Irish Minister for Foreign Affairs Simon Coveney and the Minister of State for the Diaspora Ciaran Cannon began an intensive program of engagements in New York on Monday.

Coveney, making his first visit to New York is scheduled to address the United Nations General Assembly and meet with UN Secretary General, Antonio Guterres.

Coveney’s schedule will see him undertake a wide range of meetings with foreign ministers, as well as participate in an IDA (Ireland's inward investment promotion agency) event and engage with the local Irish community here. 


Coveney began his visit to New York on Monday by attending a meeting on reform of the United Nations which is being hosted by President Trump. Later over lunch he met with supporters of the Ireland Funds. 


Minister Coveney setting out the challenges of Brexit @IrelandinNY @EI_theUSA pic.twitter.com/IMgMssJhuX

— Eva Murphy Ryan (@EI_EMurphyRyan) September 20, 2017

Speaking ahead of his departure for the UN, Coveney said, “The UN lies at the heart of Ireland’s foreign policy and it has done so for more than six decades. We see very clearly the advantages of a rules-based order in international affairs which the UN provides for. It is in our interests to pursue an active foreign policy because Ireland is a small, outward looking country which is heavily dependent on external trade for our well-being.”

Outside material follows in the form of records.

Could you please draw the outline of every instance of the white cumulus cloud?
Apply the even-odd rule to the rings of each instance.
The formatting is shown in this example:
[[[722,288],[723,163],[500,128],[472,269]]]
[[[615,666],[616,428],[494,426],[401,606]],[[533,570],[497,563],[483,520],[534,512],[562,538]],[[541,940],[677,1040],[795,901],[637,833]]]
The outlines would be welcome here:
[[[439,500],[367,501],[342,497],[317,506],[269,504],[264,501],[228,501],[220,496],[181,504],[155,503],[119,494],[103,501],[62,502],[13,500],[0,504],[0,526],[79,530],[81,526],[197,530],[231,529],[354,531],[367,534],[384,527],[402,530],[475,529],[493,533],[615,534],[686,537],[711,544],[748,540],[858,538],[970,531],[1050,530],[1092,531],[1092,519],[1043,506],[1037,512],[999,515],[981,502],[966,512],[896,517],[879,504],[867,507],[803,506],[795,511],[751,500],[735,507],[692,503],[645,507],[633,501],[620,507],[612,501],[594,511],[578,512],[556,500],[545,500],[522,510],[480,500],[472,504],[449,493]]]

“We have kept faith with the UN since we joined in 1955 and I believe that the case for multilateralism remains compelling, especially at this time of international uncertainty. Global problems are often becoming local problems, and the interconnections between climate change, migration, conflict and poverty are clear to see and affect us all – wherever we are situated in the world.”

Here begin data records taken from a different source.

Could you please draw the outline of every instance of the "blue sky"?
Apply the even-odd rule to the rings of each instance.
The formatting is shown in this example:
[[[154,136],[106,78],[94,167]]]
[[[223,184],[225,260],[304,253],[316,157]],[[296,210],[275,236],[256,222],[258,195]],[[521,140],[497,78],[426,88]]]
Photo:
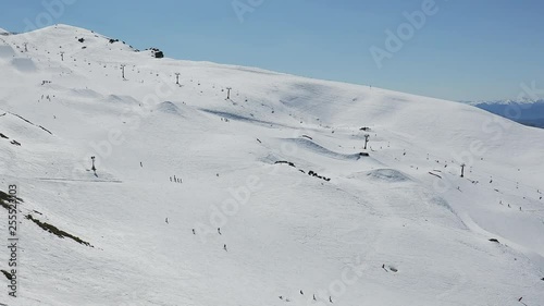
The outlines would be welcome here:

“We are a committed member of the UN and we continue to make our mark on human rights, disarmament, sustainable development and peacekeeping. Our contribution to peacekeeping has been long and sustained. Irish troops have given unbroken service to the UN since 1958 and today we are the EU’s largest per capita contributor to UN peacekeeping operations.”

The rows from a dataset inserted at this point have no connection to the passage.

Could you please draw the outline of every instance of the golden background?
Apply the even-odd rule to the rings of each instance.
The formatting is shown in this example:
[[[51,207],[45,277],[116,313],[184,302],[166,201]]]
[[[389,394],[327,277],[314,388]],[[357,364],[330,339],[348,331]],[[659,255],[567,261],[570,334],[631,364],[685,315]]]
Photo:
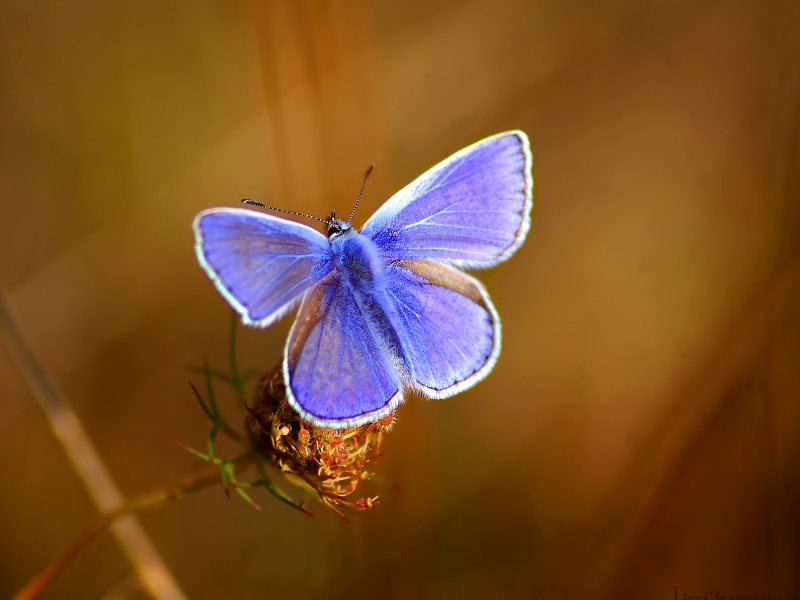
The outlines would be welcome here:
[[[196,600],[800,597],[799,119],[791,0],[4,0],[0,285],[134,495],[206,468],[175,444],[226,360],[198,211],[347,215],[374,162],[361,225],[522,129],[533,226],[479,274],[503,351],[400,409],[402,493],[348,526],[215,487],[147,532]],[[8,597],[95,510],[0,348]],[[43,595],[141,597],[108,534]]]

On Wednesday Coveney signed the Treaty on the Prohibition of Nuclear Weapons (TPNW) which was adopted in July.  Ireland, as one of the Core Group which put forward the UN Resolution which led to the adoption of the treaty, and was among the first states to sign it.

Honoured to be signing on behalf of Ireland this morning at the UN General Assembly pic.twitter.com/4uElDVHky0

— Simon Coveney (@simoncoveney) September 20, 2017

Coveney’s program will also include intensive meetings with senior U.S. officials and will also include a number of Irish American community events, including meetings with Irish community and business leaders. It is understood he will brief them on recent political developments in Northern Ireland and the implications for Ireland of Brexit, the UK decision to leave the EU. 


Ireland’s Ambassador to the UN Geraldine Byrne Nason, Minister Cannon and Minister Coveney at the UN on Tuesday.